Cardiac stent - What are the risks? What are the benefits?

If you have had an angioplasty, there's a good chance you had a cardiac stent implanted. That means you are walking around with a small metal mesh spring inside you that keeps your artery open.

Why a coronary stent?
According to the Mayo Clinic Heart Book, Revised Edition: The Ultimate Guide to Heart Health, about 33% or more of blockages cleared by angioplasty (without a stent) re-block to their original severity in less than a year. Installing a cardiac stent at the time of angioplasty has been successful in reducing the re-narrowing rate to about 15%. Following heart stent placement, doctors generally prescribe aspirin and/or other medications to reduce the chance of clotting.

Drug eluting stents
Chemically coated or drug eluting stents have been used in recent years to further reduce the risk of re-blocking These stents have not been without controversy.

Studies have shown that drug eluting stents perform better than bare metal stents in preventing scar tissue from forming in the artery. In some people there's a small increased risk of blood clots forming in the stent once the drug coating has been used up — sometimes a year or more after stent implantation.

There are a number of potential explanations for blood clots developing later. It may be related to how long a person takes anti-platelet medications such as aspirin and/or clopidogrel (Plavix). If these medications are stopped earlier than recommended or if an individual doesn't have an effective response to the anti-clotting medications, there can be problems.

An American Food and Drug Administration (FDA) advisory panel found that when drug eluting stents are used for specific situations approved by the FDA — there was no increased risk of heart attack or death with drug eluting stents compared with bare-metal stents.

The FDA panel said when drug eluting stents are used in someone who has multiple blockages and other complications, there's a small but increased risk of blood clotting that can lead to heart attack and death. It's unknown if the drug-eluting stents cause this increased risk or whether people in this group tend to be at higher risk in the first place.

So what does this mean for you?

A cardiac stent (bare metal or drug-eluting) is a foreign object inside your body. Precautions have to be taken to prevent blood clots. Medications (aspirin and clopidogrel/Plavix) have been found to be extremely effective.

The Medical Journal of Australia suggests a longer duration of dual antiplatelet therapy (medication) may be beneficial, particularly if drug-eluting stents are used for more complex cases.

Don't stop your medications without consulting with your doctor.

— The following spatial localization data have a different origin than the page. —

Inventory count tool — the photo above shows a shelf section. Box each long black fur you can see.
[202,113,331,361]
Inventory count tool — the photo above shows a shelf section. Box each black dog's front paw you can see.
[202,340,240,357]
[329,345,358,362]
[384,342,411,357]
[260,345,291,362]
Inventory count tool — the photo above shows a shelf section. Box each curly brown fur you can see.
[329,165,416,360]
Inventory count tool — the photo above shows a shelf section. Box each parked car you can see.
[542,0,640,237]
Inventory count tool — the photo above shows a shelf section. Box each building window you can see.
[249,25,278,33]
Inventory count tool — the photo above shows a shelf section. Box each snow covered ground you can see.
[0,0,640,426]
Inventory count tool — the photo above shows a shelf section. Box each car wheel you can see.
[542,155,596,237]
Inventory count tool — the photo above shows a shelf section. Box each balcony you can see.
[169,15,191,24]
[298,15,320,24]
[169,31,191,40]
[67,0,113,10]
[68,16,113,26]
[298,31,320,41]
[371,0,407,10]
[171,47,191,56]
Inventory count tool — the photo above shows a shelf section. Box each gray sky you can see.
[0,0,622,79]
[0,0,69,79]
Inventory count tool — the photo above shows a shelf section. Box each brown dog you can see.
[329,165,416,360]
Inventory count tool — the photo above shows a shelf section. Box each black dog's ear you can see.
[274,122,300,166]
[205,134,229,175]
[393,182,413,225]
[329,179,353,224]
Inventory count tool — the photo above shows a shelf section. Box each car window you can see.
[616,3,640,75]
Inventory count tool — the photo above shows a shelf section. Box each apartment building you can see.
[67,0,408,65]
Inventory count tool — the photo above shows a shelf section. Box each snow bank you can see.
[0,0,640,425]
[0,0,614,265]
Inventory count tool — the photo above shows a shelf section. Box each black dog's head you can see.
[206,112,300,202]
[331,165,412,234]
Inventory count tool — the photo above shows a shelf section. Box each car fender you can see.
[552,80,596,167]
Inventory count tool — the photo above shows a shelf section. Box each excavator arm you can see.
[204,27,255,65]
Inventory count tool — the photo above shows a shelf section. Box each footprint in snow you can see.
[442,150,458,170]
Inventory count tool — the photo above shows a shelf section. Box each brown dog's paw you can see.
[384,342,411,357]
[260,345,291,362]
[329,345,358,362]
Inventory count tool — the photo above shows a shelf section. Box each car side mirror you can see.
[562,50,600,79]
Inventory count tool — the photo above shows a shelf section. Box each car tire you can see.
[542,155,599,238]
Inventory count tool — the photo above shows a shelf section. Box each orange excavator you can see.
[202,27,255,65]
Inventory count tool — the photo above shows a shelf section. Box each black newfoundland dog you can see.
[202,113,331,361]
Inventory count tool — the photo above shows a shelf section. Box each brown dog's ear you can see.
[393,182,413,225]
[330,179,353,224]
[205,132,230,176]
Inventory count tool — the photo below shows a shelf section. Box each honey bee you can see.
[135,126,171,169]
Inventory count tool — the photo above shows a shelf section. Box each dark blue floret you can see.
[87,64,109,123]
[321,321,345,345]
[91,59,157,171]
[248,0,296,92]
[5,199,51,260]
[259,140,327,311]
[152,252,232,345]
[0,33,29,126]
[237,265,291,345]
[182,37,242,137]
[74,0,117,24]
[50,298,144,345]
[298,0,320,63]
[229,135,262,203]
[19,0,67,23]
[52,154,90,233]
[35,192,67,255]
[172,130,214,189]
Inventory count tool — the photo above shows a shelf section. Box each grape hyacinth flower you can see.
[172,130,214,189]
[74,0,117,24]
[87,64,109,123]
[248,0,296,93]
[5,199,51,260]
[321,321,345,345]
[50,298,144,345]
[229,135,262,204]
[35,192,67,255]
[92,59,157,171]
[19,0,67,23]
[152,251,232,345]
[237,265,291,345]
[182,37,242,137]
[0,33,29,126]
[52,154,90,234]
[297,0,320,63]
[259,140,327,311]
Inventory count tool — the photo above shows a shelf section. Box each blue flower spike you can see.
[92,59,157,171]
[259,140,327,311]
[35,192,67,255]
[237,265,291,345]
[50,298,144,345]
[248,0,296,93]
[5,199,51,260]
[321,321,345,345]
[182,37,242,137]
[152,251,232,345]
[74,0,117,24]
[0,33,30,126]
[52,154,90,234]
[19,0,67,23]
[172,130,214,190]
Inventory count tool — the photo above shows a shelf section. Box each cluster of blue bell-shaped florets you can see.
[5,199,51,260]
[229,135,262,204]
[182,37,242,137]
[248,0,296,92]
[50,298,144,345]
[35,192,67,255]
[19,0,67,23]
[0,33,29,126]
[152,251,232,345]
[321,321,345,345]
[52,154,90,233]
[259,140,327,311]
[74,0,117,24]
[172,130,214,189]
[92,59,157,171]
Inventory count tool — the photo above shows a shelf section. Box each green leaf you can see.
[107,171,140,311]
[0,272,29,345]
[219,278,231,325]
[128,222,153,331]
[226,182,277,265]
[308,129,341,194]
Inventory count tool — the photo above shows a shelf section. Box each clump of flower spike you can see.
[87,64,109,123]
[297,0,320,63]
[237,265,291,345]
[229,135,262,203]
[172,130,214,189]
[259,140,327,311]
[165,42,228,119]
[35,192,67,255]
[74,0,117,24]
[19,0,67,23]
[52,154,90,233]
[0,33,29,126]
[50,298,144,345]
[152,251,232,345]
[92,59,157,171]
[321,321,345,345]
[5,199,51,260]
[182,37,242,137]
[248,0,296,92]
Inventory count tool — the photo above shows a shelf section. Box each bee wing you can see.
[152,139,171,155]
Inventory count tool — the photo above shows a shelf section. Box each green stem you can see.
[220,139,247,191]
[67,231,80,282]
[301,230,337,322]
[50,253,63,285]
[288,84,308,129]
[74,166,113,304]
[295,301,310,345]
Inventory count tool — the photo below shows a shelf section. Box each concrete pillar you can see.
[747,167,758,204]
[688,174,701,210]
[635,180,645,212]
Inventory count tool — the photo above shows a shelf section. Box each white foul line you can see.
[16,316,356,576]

Cindy Grines, M.D., a cardiologist at William Beaumont Hospital in Royal Oak, Michigan, says "We want to alert patients and health care professionals that this is a serious medical issue; they shouldn’t even think about stopping antiplatelet therapy because it could result in heart attack or death."

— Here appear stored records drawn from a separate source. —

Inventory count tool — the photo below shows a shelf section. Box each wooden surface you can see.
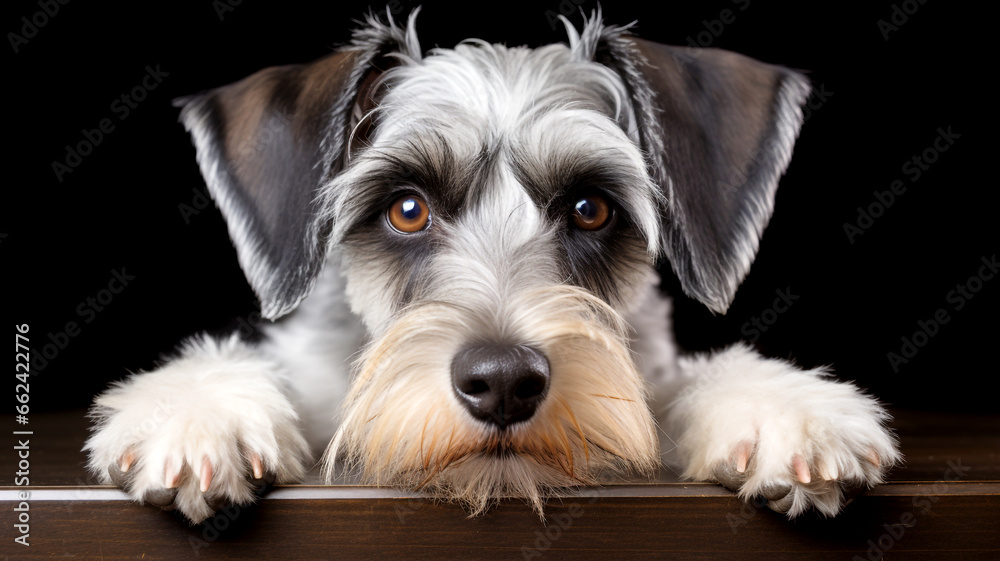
[0,411,1000,560]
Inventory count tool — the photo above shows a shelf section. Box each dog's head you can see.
[176,8,808,510]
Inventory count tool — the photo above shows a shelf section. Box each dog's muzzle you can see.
[451,344,549,429]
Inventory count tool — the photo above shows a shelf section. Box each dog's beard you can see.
[324,285,659,514]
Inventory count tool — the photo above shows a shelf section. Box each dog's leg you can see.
[630,280,902,517]
[665,345,901,517]
[84,336,309,523]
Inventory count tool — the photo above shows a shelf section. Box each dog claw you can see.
[792,454,812,483]
[866,448,882,467]
[767,491,795,512]
[736,442,753,473]
[199,457,212,493]
[250,453,264,479]
[758,483,792,502]
[108,463,129,489]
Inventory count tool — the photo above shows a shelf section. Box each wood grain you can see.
[0,411,1000,560]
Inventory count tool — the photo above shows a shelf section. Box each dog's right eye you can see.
[386,195,431,234]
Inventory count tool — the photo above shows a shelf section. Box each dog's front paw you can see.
[84,334,308,523]
[672,347,902,517]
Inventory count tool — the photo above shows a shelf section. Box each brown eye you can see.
[388,195,431,234]
[573,195,611,230]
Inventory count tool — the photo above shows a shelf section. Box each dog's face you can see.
[176,9,807,511]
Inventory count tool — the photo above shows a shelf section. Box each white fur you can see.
[85,10,900,522]
[666,345,901,516]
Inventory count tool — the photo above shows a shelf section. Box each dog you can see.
[84,9,901,523]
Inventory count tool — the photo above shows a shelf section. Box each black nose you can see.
[451,345,549,428]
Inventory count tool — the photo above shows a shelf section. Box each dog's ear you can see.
[595,28,809,313]
[175,11,420,319]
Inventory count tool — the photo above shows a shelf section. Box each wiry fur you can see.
[86,12,900,522]
[84,336,310,522]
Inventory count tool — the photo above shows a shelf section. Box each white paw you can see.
[84,338,309,523]
[670,347,902,517]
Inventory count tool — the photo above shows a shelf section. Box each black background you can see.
[0,0,1000,410]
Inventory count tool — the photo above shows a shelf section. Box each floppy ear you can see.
[175,11,420,319]
[597,28,809,313]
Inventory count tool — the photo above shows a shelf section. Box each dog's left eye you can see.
[572,195,611,230]
[387,195,431,234]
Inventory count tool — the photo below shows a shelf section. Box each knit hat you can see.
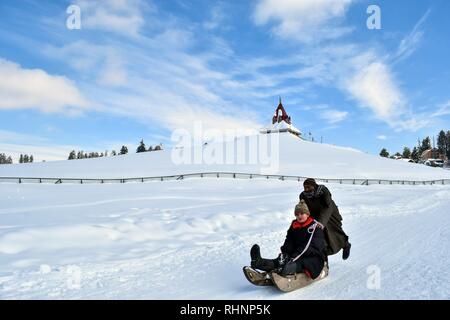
[303,178,317,188]
[294,199,310,216]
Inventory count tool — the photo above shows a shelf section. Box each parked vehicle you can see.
[425,159,444,168]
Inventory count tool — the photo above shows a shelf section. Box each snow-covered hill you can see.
[0,178,450,299]
[0,134,450,299]
[0,133,450,180]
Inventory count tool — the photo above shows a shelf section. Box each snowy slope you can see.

If you are allergic to aspirin or Plavix or are unable to take your medication because of bleeding or other problems, your doctor may recommend alternative medications (depending upon the problem).

Cardiac stents have been a lifesaver for many of us - and the technology continues to develop and improve.

According to, based on all presently available information, drug eluting stents are safe and effective in most circumstances. The key is you must take your medications in the prescribed manner and for the prescribed duration to help ensure your safety.

We'll publish updates if and when any new information becomes available.

If you have a cardiac stent, you still need to take action to reduce your risks.

If you have further questions about living with a cardiac stent, talk to your doctor. For additional information, check out the American Heart Association.